I must confess I’ve seen Shemekia Copeland three times this year. She played basically the same set each time and told the same stories. I suspect I’m spoiled by bands that vary their sets. Her band is tight and plays perfectly each time, which makes once a year enough for me. Ms. Copeland has a powerful voice and uses it well, but there are no surprises for repeat customers. If you haven’t heard her sing live though, I highly recommend it. No studio wizardry, and sometimes no microphone, is used but her tiny frame holds inside an immense musical force.
Ronnie Baker Brooks gave the guitar fans one long guitargasm after another and even soloed his way through the crowd to the bar for a drink and a bottle to play some slide. It’s not a new addition to the traditional trick bag, but it gets the crowds going every time. Curtis Salgado’s blue-eyed soul had the faithful swaying to the beat; Bruce Katz Band whipped up some Hammond B-3 blues with Alexis P. Suter’s guitarist Jimmy Bennett pulling double duty, playing and singing with Bruce. Shakura S’Aida’s vigorous vocalizing drew cheers and Moreland & Arbuckle literally and figuratively kicked everything up a notch with their guitar and harmonica led trio. They were asked to play a bit longer while Tommy Castro was setting up next door and the enthusiastic crowd response drove them to greater manic intensity. They even had the audacity to release their new album on vinyl, which was quite popular at the merchandise table.
The delay from getting Tommy Castro set up caused a schedule crunch and bands had to play simultaneously, dividing the attention of the Bluestock survivors but Tommy Castro & The Legendary Rhythm & Blues Revue held most of the focus once under way. They played an incendiary rendition of “Gotta Serve Somebody” before being joined by Rick Estrin, Deanna Bogart and others for a recreation of the legendary blues cruise’s favorite jams.
Albert Cummings took the stage with the rhythm section from Shakura S’Aida’s band – two guys he met a mere thirty minutes before going on – and they wowed the small crowd in front of the tiny Club 88 stage. The trio played seamlessly with Cummings’ molten licks flowing freely over the bedrock of bass and drums. Alexis P. Suter’s powerful, booming voice filled the auditorium and the band’s gospel infused blues surely added weight to those prayers for shelter from the storm pounding the Catskills. Port City Prophets, an upcoming band from South Carolina, played last on the Club 88 stage, mixing amusing originals with clever covers. They played a dynamic version of Stevie Ray Vaughan’s “Couldn’t Stand The Weather” in honor of the looming devastation that would be unleashed by morning.
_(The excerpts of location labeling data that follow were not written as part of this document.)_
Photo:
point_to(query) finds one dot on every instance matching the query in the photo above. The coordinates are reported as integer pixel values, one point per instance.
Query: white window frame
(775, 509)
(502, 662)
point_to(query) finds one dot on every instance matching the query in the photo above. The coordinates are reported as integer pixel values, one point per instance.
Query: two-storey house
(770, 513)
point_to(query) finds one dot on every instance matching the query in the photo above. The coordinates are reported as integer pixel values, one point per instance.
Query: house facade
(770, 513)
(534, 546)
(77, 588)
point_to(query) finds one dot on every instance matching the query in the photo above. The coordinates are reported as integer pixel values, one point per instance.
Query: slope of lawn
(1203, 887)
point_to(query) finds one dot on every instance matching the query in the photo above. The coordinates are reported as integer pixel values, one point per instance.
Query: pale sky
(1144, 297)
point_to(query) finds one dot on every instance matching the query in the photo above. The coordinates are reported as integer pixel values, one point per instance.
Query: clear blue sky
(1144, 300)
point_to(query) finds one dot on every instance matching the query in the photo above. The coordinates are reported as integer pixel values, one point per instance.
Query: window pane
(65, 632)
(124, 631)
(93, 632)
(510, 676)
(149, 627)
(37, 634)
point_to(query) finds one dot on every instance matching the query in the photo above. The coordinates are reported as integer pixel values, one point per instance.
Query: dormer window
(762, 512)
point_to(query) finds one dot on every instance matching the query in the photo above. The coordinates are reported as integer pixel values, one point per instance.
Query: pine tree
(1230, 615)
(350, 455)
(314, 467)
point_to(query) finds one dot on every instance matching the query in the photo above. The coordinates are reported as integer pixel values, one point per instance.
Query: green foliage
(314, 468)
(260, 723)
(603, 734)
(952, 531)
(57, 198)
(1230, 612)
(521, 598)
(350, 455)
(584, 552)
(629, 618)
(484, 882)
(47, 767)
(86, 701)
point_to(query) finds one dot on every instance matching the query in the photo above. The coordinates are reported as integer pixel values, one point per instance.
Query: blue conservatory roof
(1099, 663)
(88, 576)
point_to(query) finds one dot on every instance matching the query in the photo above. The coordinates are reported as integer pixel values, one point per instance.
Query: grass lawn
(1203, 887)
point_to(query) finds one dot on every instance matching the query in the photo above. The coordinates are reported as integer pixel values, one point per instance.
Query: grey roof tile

And so, we had Bluestock 2011: One of the headliners cancelled, an MC was AWOL, minor acts hoping for major exposure were crammed into a ski lodge playing for hundreds instead of thousands, headliners opened the show, openers closed; all the signs of the Apocalypse were there. But the Apocalypse never came. The crowd was well behaved in the cramped space, everyone was happy to be there enjoying a seemingly endless variety of blues, and the producers, promoters, managers and musicians all pulled together to provide those who braved the weather the best possible experience. They came through with class and grace, deftly handling one dilemma after another making Bluestock 2011 an unforgettable weekend of music, friends and adventure. Although I’m already looking forward to the next Bluestock, strangely enough, the Simon brothers and the Bluestock crew will have a hard time topping it next year.